Efectivamente, los niños le echan un pulso a sus padres para saber hasta dónde pueden llegar. Cuantos menos límites se les pongan, más límites traspasarán y si los humos no se los bajan los padres poniéndoles las normas, alguien se los bajará más tarde, y de peor manera. Y esto no empieza en el colegio, ni a los cinco años; empieza en la cuna.
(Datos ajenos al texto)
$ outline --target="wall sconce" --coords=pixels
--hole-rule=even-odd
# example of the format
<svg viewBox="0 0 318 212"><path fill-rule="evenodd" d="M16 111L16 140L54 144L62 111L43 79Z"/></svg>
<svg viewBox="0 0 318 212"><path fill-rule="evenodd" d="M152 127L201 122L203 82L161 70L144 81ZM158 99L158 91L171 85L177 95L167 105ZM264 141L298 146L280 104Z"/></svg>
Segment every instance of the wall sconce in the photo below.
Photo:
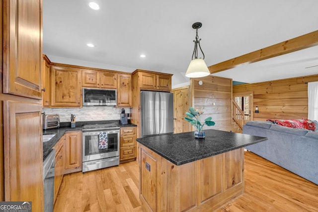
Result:
<svg viewBox="0 0 318 212"><path fill-rule="evenodd" d="M259 111L258 110L258 107L256 106L255 107L255 113L259 113Z"/></svg>

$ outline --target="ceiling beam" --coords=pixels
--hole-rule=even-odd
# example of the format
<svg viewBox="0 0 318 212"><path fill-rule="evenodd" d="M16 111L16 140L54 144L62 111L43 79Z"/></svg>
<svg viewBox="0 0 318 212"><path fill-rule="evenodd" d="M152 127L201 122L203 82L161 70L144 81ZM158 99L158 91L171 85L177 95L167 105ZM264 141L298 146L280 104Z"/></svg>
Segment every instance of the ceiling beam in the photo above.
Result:
<svg viewBox="0 0 318 212"><path fill-rule="evenodd" d="M208 68L211 73L318 45L318 30L235 58Z"/></svg>

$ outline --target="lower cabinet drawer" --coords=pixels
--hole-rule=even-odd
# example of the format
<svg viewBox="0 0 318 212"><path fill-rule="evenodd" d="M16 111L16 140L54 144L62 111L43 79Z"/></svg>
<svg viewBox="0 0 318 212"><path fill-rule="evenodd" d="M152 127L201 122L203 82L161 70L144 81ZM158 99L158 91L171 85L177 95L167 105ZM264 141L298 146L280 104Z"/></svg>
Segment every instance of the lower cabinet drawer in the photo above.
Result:
<svg viewBox="0 0 318 212"><path fill-rule="evenodd" d="M136 157L136 146L121 147L120 148L120 159Z"/></svg>
<svg viewBox="0 0 318 212"><path fill-rule="evenodd" d="M136 145L134 141L134 135L123 136L120 137L120 146L122 147Z"/></svg>

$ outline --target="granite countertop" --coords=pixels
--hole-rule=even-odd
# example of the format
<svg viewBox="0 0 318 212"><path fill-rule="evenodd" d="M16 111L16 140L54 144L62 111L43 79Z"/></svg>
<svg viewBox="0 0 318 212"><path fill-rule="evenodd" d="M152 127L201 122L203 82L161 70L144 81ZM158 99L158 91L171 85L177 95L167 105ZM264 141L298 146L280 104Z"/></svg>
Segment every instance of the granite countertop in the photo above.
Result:
<svg viewBox="0 0 318 212"><path fill-rule="evenodd" d="M176 165L236 149L267 138L216 130L207 130L205 139L193 132L138 138L137 141Z"/></svg>
<svg viewBox="0 0 318 212"><path fill-rule="evenodd" d="M76 127L71 127L70 122L62 122L60 124L59 128L53 128L48 130L43 130L43 135L56 134L50 141L43 142L43 161L52 151L52 148L56 143L61 139L67 131L81 131L83 126L85 125L101 124L116 124L120 128L137 126L134 124L128 123L126 125L120 124L119 120L112 121L96 121L89 122L76 122Z"/></svg>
Una amiga mía tiene una niña de dos años, y ahora le ha dado por morder y pegar. La primera vez que me mordió le dí en la boca (que nadie piense que le partí los dientes a la pobre criatura, se trata de un cachete), y lloró; la segunda, también. A la tercera vez que le tuve que dar, ya ni lloró, me miró muy seria, con cara de pensar "ésta no se anda con bromas", y no me ha vuelto a morder. ¿Traumatizada la niña con aquello? Ni de coña, me quiere, viene a enseñarme sus cuentos y los bailes que le enseñan en la guardería.
Ah, y los cachetes en la boca fueron con el aplauso de su madre.
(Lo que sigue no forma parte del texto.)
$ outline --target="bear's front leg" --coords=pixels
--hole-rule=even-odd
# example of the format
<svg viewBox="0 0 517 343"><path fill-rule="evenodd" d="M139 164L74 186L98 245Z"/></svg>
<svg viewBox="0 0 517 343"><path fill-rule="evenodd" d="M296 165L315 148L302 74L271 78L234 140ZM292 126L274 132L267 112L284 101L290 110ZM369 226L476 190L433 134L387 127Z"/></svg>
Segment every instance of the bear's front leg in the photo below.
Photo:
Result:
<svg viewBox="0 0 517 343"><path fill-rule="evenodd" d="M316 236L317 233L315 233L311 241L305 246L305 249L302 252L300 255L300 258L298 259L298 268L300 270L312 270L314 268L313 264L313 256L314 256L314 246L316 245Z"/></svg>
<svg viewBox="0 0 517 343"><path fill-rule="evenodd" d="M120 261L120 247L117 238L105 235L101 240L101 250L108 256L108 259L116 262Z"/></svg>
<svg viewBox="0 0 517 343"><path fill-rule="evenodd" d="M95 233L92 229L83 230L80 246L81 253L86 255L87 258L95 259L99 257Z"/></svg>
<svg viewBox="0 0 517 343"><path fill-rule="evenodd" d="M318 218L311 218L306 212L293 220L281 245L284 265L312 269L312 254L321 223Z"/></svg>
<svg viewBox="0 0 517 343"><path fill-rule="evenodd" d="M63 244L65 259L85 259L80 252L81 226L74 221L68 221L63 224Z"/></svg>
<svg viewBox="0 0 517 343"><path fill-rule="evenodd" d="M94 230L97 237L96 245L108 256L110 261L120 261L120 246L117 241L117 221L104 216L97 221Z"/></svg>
Otro amigo, con ocasión de una impertinencia de su hijo, le soltó un bofetón.
- Niño: sabes que te puedo denunciar por esto?
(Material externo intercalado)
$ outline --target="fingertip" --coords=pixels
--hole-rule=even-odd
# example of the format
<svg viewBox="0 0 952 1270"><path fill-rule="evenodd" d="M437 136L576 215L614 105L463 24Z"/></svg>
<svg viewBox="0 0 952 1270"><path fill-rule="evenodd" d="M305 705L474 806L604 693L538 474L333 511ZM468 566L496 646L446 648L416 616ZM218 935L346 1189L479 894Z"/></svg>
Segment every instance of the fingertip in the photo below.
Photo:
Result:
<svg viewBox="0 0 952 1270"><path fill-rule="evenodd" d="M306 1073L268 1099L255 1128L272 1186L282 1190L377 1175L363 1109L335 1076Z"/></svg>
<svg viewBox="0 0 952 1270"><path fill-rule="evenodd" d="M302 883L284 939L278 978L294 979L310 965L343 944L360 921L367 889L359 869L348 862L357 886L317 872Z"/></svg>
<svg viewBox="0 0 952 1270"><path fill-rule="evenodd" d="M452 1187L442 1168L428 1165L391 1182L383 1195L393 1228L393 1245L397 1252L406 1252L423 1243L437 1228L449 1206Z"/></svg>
-Padre: ah, sí? pues toma otra.
No hubo denuncia.
No abogo por los malos tratos, pero si hay que dar un cachete, se da. Y si hay que castigar sin salir, sin play o lo que sea, se castiga. Y si al niño le da una pataleta, ya se le pasará.
Si nos traumatizáramos por estas cosas estaríamos todos en el psiquiátrico.